Back in 1996 my late father tried to discover more about the men whose names were on the Memorial Board that had once been in the mission church of St Chad at Pleckgate, Blackburn, where for some years he had been the Reader-in-Charge.
The names are now displayed on a modern board in St Gabriel’s Church, Brownhill, Blackburn, although, sadly, I have been unable to locate the original board which can be seen on this photo on the left hand side of the far wall.
My father prepared a short booklet called Tell Them of Us in which he recorded some brief information about the men from cuttings held at Blackburn Library.
To mark the beginning of the First World War I have created a site at: www.tellthemofus.wordpress.com with more information about the men who gave their lives.
They include Richard Barnes and James Ward, who were both employed at Roe Lee Mills and whose regimental numbers in the Lancashire Fusiliers are consecutive. They must have gone to join up together and they both died within days of one another and are buried in Belgium.
There is also young Albert Shipley who enlisted at the outbreak of war in August 1914. The census gives his date of birth as 1898, which means he was just sixteen years old. He lied about his age as the Ploegsteert Memorial in Belgium gives his age at death in 1915 as 19 years old. He was just 17. His body was never found and he has no known grave.

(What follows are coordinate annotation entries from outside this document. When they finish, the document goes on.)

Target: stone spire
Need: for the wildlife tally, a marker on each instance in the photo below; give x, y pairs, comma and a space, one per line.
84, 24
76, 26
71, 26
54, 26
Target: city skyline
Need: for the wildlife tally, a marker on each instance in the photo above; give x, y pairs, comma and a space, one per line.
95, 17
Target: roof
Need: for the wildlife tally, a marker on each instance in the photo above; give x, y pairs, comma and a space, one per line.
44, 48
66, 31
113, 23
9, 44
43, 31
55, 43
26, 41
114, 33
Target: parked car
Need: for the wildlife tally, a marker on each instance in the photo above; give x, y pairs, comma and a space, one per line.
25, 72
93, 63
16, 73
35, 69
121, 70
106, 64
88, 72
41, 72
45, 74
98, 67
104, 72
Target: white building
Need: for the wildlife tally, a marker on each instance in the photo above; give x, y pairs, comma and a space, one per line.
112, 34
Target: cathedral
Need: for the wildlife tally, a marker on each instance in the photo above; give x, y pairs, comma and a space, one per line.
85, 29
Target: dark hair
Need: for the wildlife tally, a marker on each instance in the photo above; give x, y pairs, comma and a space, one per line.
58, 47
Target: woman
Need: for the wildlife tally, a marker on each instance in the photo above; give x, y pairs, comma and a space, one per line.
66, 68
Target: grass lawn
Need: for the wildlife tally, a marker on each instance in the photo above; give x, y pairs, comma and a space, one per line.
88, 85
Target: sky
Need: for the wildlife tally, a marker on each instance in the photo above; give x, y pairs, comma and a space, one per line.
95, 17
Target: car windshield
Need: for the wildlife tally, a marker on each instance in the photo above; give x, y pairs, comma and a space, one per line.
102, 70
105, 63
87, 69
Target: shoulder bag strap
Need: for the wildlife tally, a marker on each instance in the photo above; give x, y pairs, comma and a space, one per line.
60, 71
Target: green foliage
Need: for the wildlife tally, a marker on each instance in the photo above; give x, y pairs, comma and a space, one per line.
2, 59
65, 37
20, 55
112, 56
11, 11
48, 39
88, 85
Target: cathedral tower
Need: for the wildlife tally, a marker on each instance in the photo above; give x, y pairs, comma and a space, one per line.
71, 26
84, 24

How exciting it must have seemed to those men in their teens and twenties who had probably known nothing but work in the mills since they were 13 years old. It must have seemed a way of getting away from the tedious heat and noise of the machinery in the mill sheds; a way to see more of the world. How proud they must have felt as they swore the oath to defend king and country and signed their papers. But they exchanged it for the horror of battles like the Somme; for blood and mud and death as they fought for their country.
So many never returned. It is appropriate today that we take a moment to remember them.
I have some information on Edward Smith Hodgkinson (although I am not related as far as I can see at the moment). He is remembered with his parents at Blackburn Cemetery. I have a photo of the memorial there. It is the first memorial you come to when you enter the Cemetery! (on the right number O16797). It is now hard to read but I have transcribed Edward’s remembrance –
EDWARD SMITH (TED)
HODGKINSON
THE DEARLY LOVED AND
NOBLE SON OF
HENRY AND EMMA
HODGKINSON
WHO GAVE HIS PRECIOUS
LIFE FOR HIS COUNTRY
ON APRIL 15TH 1917
AGED 23 YEARS
HIS SUN WENT DOWN WHILE
IT WAS YET DAY.
~~HE WAS OUR ALL~~
Thank you for that, Andrew. I’ll go to see if I can find it.